You will see what’s left of Lester Howe’s old hotel, Cave House. It had been in serous disrepair but is now on its way to restoration with the help of the Callanan Industries. Howe opened the hotel during the middle of the nineteenth century and its guests were mostly people who came to see his cave. There used to be a larger hotel building next door but that one built of wood and it, long ago, burned down. Cave House still needs lots of work but is on its way to becoming a genuine museum with a focus on the local geology. Staffed by dedicated volunteers, the museum is open every other summer Sunday. Check their facebook page before you go. When you get inside you can view a host of geologic specimens, most of them are local rocks, minerals and fossils. These have been donated by local geologists.
But here is the best part. Cave house is located quite some distance from the modern entrance to Howe Caverns. But in Lester Howe’s day the entrance was located right beneath the hotel. Guests would step outside, climb down a staircase and be led into and through the cave. You can do some of the same today; at least you can see some of the old cave.
The walls of the cave are composed of limestone, most of it specifically belonging to a unit called the Manlius Limestone. These rocks take us back almost 420 million years ago. The rocks are layered; we call each horizon a stratum; this is a stratified rock. Such limestones accumulated in a very shallow tropical sea. You would have to go to the Persian Gulf to see this type of sea today.

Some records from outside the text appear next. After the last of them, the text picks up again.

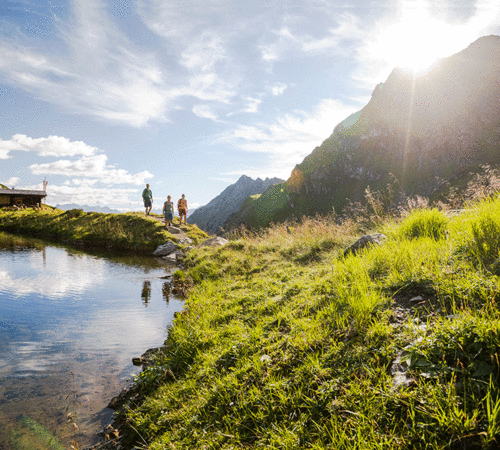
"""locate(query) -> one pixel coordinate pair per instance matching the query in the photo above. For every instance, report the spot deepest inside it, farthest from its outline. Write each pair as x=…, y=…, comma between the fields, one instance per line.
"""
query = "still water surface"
x=70, y=323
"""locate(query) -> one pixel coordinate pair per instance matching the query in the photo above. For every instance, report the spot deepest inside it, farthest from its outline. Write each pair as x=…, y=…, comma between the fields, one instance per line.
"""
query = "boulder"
x=365, y=241
x=173, y=257
x=216, y=241
x=165, y=249
x=184, y=240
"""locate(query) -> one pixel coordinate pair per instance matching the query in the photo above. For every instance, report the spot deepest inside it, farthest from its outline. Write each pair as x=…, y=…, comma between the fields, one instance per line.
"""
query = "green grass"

If you did visit the Persian Gulf and walked its beaches at low tide, you would see just the sorts of sediments that harden into strata like the Manlius. In fact, starting a half century ago, many geologists did just that They studied those sediments and compared them to the Manlius. What they learned about the Manlius was something of a scientific breakthrough.
We remember being shown Cave House many years ago, when it was literally falling down, so it is such a pleasure to see it going through this rebirth. We applaud all those involved in this project. There is more for us to write about here so we will return to this topic again – soon. We hope you will visit.